Malvertiser behind 100+ million bad ads indicted in the US

The Netherlands has extradited a Ukrainian man to the US to face charges of taking part in a multi-year, international malvertising campaign in which conspirators allegedly attempted to smear malware onto victims’ computers on more than 100 million occasions.

31-year-old Oleksii Petrovich Ivanov was indicted in a court in Newark, New Jersey, on Friday, according to the US Justice Department.

He’s facing one count of conspiracy to commit wire fraud, four counts of wire fraud, and one count of computer fraud. Dutch police have had Ivanov since his arrest on 19 October 2018, after an international investigation led by the US Secret Service in coordination with Dutch law enforcement. Indicted on 3 December 2018, Ivanov arrived in the US last Thursday and has been detained without bail.

A plate of bogus fed to online ad platforms

According to the indictment, between around October 2013 and on through May 2018, Ivanov and a group of unnamed accomplices allegedly launched online advertising campaigns that came off as legit but which tried to direct unsuspecting visitors toward malware, unwanted ads, and on to other computers that could install malware.

He and his co-conspirators allegedly hid behind fake online personas and phony companies to place ads on third-party sites, such as shopping, news, entertainment, or sports websites. Ivanov and his buddies allegedly told advertising companies they were distributing ads for real products and services and even cooked up false banners and websites showing purported ads. Those advertisements purchased by the ad companies were, however, used to push malware out onto the computers of whoever viewed or clicked on them.

The indictment gave this example of the malvertising campaigns: in June and July 2014, Ivanov allegedly posed as “Dmitrij Zaleskis,” CEO of a fake UK company called “Veldex Limited” to submit a series of malvertisements to an unnamed, US-based internet advertising company for distribution. Two of the campaigns, submitted on 15 July 2014, racked up about 17,328,129 impressions in a matter of days.

Hey, your ads are being flagged as malware, the ad company told Ivanov – repeatedly. He allegedly denied any wrongdoing and talked the company into continuing to run the malverts – for months.

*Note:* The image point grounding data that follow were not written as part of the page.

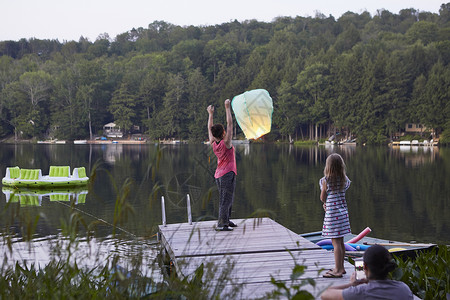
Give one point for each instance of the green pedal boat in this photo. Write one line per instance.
(59, 176)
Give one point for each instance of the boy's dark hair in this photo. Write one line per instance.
(379, 262)
(217, 131)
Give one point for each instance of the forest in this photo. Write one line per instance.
(361, 76)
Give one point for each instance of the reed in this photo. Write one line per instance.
(427, 274)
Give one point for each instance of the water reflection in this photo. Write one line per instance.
(385, 194)
(33, 197)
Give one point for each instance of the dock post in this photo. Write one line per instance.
(163, 207)
(188, 199)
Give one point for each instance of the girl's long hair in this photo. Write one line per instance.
(334, 171)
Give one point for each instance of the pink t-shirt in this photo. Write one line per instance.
(226, 160)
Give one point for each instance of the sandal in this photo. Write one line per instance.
(331, 270)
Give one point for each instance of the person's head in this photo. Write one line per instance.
(218, 131)
(378, 262)
(335, 169)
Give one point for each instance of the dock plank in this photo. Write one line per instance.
(249, 256)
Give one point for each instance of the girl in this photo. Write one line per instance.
(335, 223)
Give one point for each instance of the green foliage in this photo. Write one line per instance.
(363, 76)
(295, 288)
(427, 274)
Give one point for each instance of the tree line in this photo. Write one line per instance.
(362, 75)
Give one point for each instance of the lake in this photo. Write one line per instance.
(401, 194)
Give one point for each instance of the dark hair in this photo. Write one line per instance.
(379, 262)
(217, 131)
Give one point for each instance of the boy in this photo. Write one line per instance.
(225, 175)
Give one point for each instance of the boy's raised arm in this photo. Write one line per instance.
(210, 110)
(229, 134)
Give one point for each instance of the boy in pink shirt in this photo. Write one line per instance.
(225, 176)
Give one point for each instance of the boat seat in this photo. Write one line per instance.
(60, 197)
(79, 172)
(12, 173)
(59, 171)
(30, 174)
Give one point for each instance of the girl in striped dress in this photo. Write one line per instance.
(335, 223)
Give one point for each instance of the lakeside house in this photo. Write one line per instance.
(112, 130)
(413, 128)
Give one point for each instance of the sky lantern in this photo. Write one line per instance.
(253, 111)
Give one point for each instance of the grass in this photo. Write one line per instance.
(427, 275)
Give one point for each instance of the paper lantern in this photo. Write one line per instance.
(253, 111)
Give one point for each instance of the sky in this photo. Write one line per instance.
(68, 20)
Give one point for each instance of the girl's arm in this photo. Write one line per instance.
(323, 192)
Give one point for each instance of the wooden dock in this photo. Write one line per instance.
(247, 257)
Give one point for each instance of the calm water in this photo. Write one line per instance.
(401, 194)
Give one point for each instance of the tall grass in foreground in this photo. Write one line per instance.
(428, 274)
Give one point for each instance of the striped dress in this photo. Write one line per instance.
(336, 222)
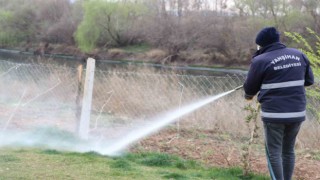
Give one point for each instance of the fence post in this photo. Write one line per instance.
(78, 97)
(87, 100)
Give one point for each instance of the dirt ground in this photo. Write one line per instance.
(209, 148)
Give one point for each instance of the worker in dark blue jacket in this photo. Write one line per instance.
(279, 74)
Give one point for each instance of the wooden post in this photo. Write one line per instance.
(87, 100)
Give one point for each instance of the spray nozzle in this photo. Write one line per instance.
(239, 87)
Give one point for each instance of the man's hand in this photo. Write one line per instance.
(248, 97)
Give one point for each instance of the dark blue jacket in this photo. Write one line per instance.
(280, 74)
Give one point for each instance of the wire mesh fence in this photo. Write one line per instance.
(42, 102)
(34, 95)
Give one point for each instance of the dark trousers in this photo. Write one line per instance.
(280, 140)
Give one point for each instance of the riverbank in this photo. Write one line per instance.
(137, 54)
(129, 59)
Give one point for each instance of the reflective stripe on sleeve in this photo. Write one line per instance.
(283, 115)
(283, 84)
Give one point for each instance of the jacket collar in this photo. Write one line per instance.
(271, 47)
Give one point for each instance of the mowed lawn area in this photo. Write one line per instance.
(52, 164)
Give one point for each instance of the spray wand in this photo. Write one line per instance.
(237, 88)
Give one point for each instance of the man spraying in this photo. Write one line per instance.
(280, 74)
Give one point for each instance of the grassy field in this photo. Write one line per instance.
(52, 164)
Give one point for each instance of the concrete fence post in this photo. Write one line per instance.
(84, 125)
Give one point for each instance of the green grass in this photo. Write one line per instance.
(52, 164)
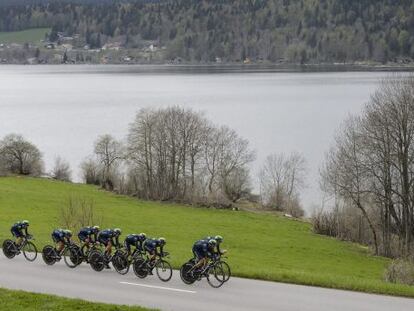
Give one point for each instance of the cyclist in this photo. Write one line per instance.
(61, 237)
(154, 247)
(20, 230)
(88, 235)
(204, 250)
(109, 238)
(136, 240)
(219, 240)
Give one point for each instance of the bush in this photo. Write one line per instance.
(324, 223)
(400, 271)
(78, 212)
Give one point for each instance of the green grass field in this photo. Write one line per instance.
(29, 36)
(260, 246)
(22, 301)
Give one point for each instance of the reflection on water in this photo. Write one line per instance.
(62, 109)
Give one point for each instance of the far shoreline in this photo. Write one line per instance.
(232, 67)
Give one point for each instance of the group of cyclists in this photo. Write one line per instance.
(204, 250)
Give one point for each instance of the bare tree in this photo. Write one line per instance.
(371, 165)
(109, 152)
(90, 172)
(170, 150)
(61, 170)
(19, 156)
(281, 180)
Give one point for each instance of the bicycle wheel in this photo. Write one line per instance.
(140, 268)
(30, 251)
(186, 277)
(96, 261)
(71, 256)
(164, 270)
(49, 255)
(9, 249)
(120, 263)
(226, 269)
(215, 276)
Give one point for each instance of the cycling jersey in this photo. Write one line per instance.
(59, 235)
(134, 240)
(108, 235)
(201, 249)
(88, 233)
(151, 245)
(17, 230)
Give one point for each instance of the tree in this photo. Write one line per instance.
(371, 165)
(281, 180)
(90, 172)
(19, 156)
(61, 170)
(109, 152)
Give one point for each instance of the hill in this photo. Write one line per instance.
(34, 35)
(262, 246)
(276, 31)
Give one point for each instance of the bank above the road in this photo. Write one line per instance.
(260, 246)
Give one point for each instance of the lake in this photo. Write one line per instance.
(62, 109)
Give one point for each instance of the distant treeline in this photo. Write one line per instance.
(302, 31)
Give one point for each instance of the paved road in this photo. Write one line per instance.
(237, 295)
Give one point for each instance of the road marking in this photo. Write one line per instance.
(161, 287)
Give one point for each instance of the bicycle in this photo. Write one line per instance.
(144, 266)
(29, 249)
(213, 272)
(87, 249)
(71, 254)
(98, 260)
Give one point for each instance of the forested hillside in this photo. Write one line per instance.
(302, 31)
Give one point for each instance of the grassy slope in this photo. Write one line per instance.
(22, 301)
(29, 36)
(260, 246)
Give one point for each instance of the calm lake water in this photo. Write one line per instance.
(62, 109)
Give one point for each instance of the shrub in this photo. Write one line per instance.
(400, 271)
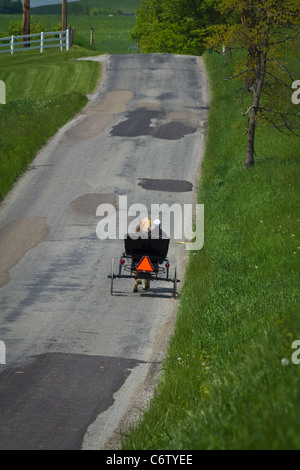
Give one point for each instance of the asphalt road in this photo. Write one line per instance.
(81, 363)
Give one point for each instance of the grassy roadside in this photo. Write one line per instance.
(44, 91)
(228, 380)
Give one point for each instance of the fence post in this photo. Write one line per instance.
(68, 40)
(42, 42)
(12, 44)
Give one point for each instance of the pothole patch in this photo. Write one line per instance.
(169, 185)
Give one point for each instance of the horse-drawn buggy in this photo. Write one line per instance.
(145, 259)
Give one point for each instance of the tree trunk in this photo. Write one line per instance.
(251, 138)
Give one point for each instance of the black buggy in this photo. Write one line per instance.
(145, 258)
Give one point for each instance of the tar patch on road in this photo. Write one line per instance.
(138, 123)
(50, 403)
(176, 186)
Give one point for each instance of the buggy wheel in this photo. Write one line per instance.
(112, 277)
(175, 284)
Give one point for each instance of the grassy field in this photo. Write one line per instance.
(44, 91)
(228, 381)
(112, 21)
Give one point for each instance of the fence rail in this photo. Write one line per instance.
(16, 43)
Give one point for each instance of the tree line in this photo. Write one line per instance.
(260, 36)
(11, 6)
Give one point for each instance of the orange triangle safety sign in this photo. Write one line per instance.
(145, 265)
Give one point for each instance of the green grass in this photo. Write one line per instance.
(223, 384)
(111, 33)
(44, 91)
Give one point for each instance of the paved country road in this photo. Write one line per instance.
(80, 363)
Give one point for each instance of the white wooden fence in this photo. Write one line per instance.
(39, 41)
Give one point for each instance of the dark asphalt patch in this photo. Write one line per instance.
(50, 403)
(138, 123)
(172, 186)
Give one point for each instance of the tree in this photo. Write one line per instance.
(174, 26)
(263, 31)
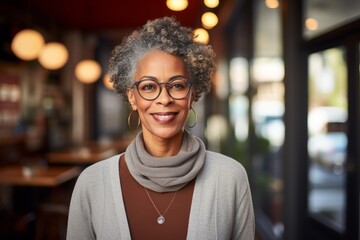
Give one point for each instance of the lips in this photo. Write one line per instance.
(164, 117)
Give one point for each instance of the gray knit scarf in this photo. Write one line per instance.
(165, 174)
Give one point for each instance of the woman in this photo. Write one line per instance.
(166, 185)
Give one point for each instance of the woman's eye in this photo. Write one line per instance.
(148, 87)
(178, 85)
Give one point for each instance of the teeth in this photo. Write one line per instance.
(163, 117)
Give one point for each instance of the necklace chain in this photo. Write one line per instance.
(161, 218)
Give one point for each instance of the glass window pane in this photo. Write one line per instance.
(327, 141)
(324, 15)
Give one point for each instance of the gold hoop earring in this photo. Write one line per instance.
(129, 120)
(191, 119)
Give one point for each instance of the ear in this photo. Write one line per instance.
(131, 98)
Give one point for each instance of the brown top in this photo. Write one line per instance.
(142, 216)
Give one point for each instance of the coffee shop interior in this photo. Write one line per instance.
(284, 103)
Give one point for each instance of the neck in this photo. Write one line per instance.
(163, 147)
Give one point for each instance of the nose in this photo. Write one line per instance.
(164, 97)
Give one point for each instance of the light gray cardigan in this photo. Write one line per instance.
(221, 206)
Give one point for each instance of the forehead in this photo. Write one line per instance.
(160, 64)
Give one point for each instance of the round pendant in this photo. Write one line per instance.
(161, 220)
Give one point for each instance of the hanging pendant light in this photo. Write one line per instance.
(177, 5)
(201, 35)
(209, 20)
(211, 3)
(88, 71)
(53, 56)
(107, 83)
(27, 44)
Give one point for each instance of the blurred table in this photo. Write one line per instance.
(50, 176)
(88, 153)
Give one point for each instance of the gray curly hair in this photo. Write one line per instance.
(164, 34)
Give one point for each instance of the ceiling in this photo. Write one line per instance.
(94, 15)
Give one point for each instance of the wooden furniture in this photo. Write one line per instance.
(41, 177)
(89, 153)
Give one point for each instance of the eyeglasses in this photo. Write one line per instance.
(150, 89)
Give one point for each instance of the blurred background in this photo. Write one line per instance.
(284, 102)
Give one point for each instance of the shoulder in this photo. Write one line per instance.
(227, 171)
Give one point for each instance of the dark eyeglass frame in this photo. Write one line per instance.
(167, 85)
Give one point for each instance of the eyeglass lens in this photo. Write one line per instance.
(151, 89)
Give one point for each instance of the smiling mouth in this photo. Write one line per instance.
(164, 117)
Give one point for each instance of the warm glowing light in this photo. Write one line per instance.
(107, 83)
(177, 5)
(209, 20)
(201, 35)
(87, 71)
(27, 44)
(272, 3)
(211, 3)
(311, 24)
(53, 56)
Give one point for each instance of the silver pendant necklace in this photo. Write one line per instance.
(161, 218)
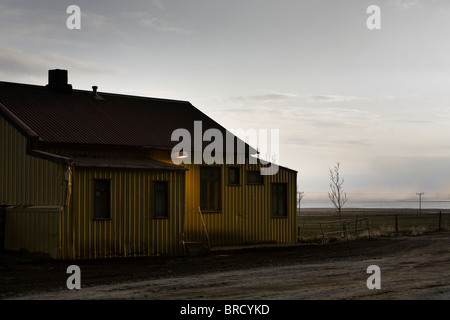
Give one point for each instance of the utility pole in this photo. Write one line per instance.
(300, 197)
(420, 200)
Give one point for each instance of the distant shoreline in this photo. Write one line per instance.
(307, 211)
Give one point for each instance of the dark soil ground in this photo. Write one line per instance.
(412, 268)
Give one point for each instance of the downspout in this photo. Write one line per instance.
(65, 201)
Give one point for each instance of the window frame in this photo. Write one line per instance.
(107, 216)
(166, 200)
(238, 183)
(210, 209)
(261, 178)
(275, 197)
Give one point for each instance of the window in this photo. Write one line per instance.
(234, 176)
(102, 200)
(254, 177)
(161, 199)
(279, 200)
(210, 195)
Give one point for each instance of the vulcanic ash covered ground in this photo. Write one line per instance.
(411, 268)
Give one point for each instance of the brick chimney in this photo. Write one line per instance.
(57, 80)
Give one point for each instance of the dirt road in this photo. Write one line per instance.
(411, 268)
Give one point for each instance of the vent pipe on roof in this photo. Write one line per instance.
(57, 80)
(95, 93)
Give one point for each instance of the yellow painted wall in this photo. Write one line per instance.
(34, 229)
(35, 189)
(27, 180)
(246, 210)
(132, 230)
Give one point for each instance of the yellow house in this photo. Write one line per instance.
(89, 175)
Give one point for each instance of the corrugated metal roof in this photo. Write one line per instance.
(124, 163)
(78, 117)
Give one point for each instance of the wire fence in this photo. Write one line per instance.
(381, 222)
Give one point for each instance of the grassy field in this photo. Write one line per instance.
(385, 222)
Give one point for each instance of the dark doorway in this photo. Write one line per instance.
(2, 226)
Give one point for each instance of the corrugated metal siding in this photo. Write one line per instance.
(246, 209)
(25, 179)
(132, 230)
(35, 230)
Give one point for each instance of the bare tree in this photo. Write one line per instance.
(337, 195)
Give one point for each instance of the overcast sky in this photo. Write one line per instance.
(377, 101)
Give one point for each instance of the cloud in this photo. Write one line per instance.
(406, 4)
(333, 98)
(149, 21)
(18, 63)
(264, 98)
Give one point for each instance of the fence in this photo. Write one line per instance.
(310, 224)
(344, 228)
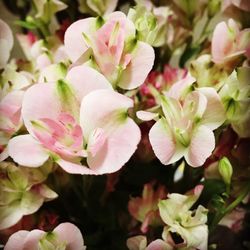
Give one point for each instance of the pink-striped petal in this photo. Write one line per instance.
(74, 42)
(26, 151)
(162, 141)
(201, 146)
(85, 79)
(70, 234)
(140, 65)
(110, 109)
(214, 115)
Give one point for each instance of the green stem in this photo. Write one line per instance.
(230, 207)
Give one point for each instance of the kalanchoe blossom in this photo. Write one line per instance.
(10, 119)
(157, 82)
(110, 46)
(145, 209)
(140, 243)
(40, 53)
(46, 9)
(22, 192)
(235, 97)
(228, 42)
(13, 80)
(207, 73)
(241, 4)
(6, 43)
(234, 220)
(97, 7)
(181, 221)
(150, 22)
(64, 236)
(185, 129)
(74, 121)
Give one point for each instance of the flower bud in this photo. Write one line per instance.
(226, 170)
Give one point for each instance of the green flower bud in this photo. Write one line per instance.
(226, 170)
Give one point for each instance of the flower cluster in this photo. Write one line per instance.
(126, 120)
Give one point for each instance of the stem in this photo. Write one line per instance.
(230, 207)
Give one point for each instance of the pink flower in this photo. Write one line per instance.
(64, 236)
(10, 119)
(80, 122)
(185, 128)
(157, 81)
(228, 42)
(110, 46)
(145, 209)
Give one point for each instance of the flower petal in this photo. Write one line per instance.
(140, 65)
(85, 79)
(71, 234)
(75, 45)
(214, 114)
(74, 168)
(201, 146)
(138, 242)
(162, 141)
(26, 151)
(146, 116)
(110, 109)
(159, 245)
(32, 239)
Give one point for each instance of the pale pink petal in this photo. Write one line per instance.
(32, 239)
(74, 42)
(105, 105)
(214, 115)
(162, 141)
(117, 149)
(16, 240)
(74, 168)
(159, 245)
(146, 116)
(40, 101)
(138, 242)
(4, 155)
(26, 151)
(110, 114)
(85, 79)
(71, 234)
(10, 216)
(140, 65)
(201, 146)
(222, 42)
(111, 6)
(181, 87)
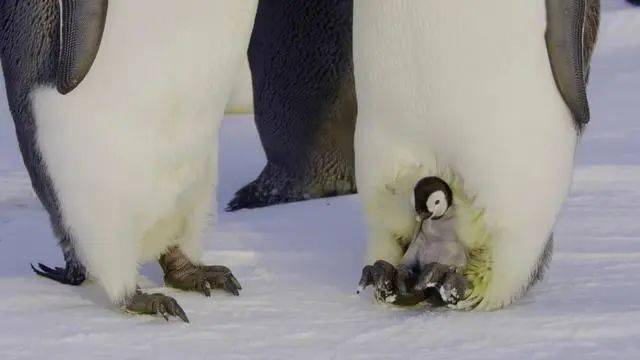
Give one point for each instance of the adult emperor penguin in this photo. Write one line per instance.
(304, 100)
(124, 160)
(490, 97)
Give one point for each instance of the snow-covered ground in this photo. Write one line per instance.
(299, 264)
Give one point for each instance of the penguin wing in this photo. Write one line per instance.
(50, 41)
(82, 27)
(572, 28)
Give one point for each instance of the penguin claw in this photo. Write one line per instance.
(72, 274)
(451, 285)
(156, 304)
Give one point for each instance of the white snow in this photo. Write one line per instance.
(299, 264)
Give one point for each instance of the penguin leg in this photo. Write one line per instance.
(73, 273)
(304, 100)
(155, 304)
(181, 273)
(448, 280)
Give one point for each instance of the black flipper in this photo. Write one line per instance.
(572, 27)
(32, 56)
(304, 99)
(72, 274)
(82, 28)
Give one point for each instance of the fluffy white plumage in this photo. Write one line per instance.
(467, 88)
(132, 152)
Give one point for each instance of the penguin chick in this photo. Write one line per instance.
(435, 255)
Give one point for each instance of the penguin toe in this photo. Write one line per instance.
(155, 304)
(72, 274)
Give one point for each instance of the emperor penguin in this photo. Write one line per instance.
(116, 106)
(491, 98)
(301, 63)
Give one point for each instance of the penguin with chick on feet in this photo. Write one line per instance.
(435, 254)
(491, 97)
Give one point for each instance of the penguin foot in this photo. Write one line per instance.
(450, 283)
(276, 185)
(155, 304)
(382, 276)
(203, 278)
(73, 274)
(181, 273)
(390, 284)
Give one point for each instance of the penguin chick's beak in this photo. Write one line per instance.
(422, 216)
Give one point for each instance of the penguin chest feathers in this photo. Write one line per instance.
(135, 143)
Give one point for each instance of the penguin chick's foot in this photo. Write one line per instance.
(182, 274)
(450, 283)
(71, 274)
(387, 282)
(155, 304)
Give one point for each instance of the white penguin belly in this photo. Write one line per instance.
(451, 85)
(135, 145)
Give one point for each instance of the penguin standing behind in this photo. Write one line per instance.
(304, 101)
(124, 160)
(491, 93)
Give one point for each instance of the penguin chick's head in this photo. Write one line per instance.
(431, 198)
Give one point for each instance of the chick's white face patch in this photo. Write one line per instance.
(437, 203)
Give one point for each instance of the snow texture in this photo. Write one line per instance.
(299, 264)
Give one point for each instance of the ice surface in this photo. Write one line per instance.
(299, 264)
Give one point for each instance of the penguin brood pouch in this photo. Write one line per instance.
(433, 264)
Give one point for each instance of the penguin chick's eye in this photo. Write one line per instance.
(437, 203)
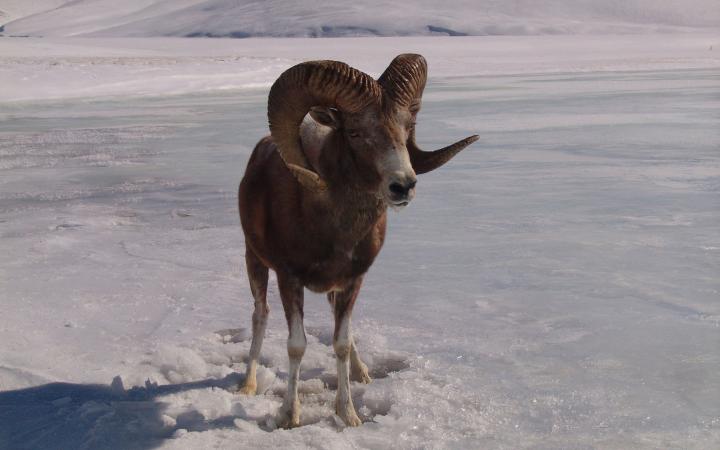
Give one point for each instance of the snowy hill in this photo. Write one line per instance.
(246, 18)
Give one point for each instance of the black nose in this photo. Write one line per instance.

After the malverts getting flagged by multiple online advertisers and advertising server platforms, Ivanov and others are alleged to have lied and denied that their ads were up to no good. When those ads were banned for being malicious, the conspirators allegedly simply switched to new online advertising companies, using new fake identities to buy more advertisements, as in, the malvert version of Whack-a-Mole.

The gang also allegedly used fictitious identities to register internet domains that hosted malvertising and launched advertising campaigns that were purportedly legitimate. Ivanov and co-conspirators also allegedly tried to sell access to botnets made up of the systems that they managed to infect.

Lots of victims

As we’ve seen before, even trusted, well-known websites can get polluted by malvertising. Over the course of one weekend in 2016, we saw the sites of the BBC, Newsweek, The New York Times and MSN all get infected.

The pain is spread all around: it hurts the victims whose computers are infected with malware after they visit what are normally boring, trusted sites, seeking what’s typically useful information; it hurts the sites that are affected; and it gouges a hole into what should be the profits of ad networks.

Recent big busts

Lately, US authorities have been cracking down on the ad fraudsters behind all that pain. In November, the US charged eight men from Russia and Kazakhstan with running a vast ad-fraud scheme that milked a total of $36 million from advertisers.

They raked in the money via two systems. One, dubbed Methbot by the researchers who discovered it in 2016, was a farm of 1,900 datacentre servers rented to host 5,000 spoofed websites that boasted bogus traffic coming in to equally fictitious sites made to look like real ones, including CNN, the New York Times, CBS Sports, and Fox News. The suspects allegedly made an estimated $7 million from what was basically a computer program talking to itself.

That ill-gotten gain was multiplied about four times by the other system, called 3ve, a hugely profitable clickfraud botnet comprising 1.7 million computers infected with the Kovter malware that ran between December 2015 and October 2018. By generating fake traffic to ads, the gang allegedly pulled in an estimated $29 million with 3ve.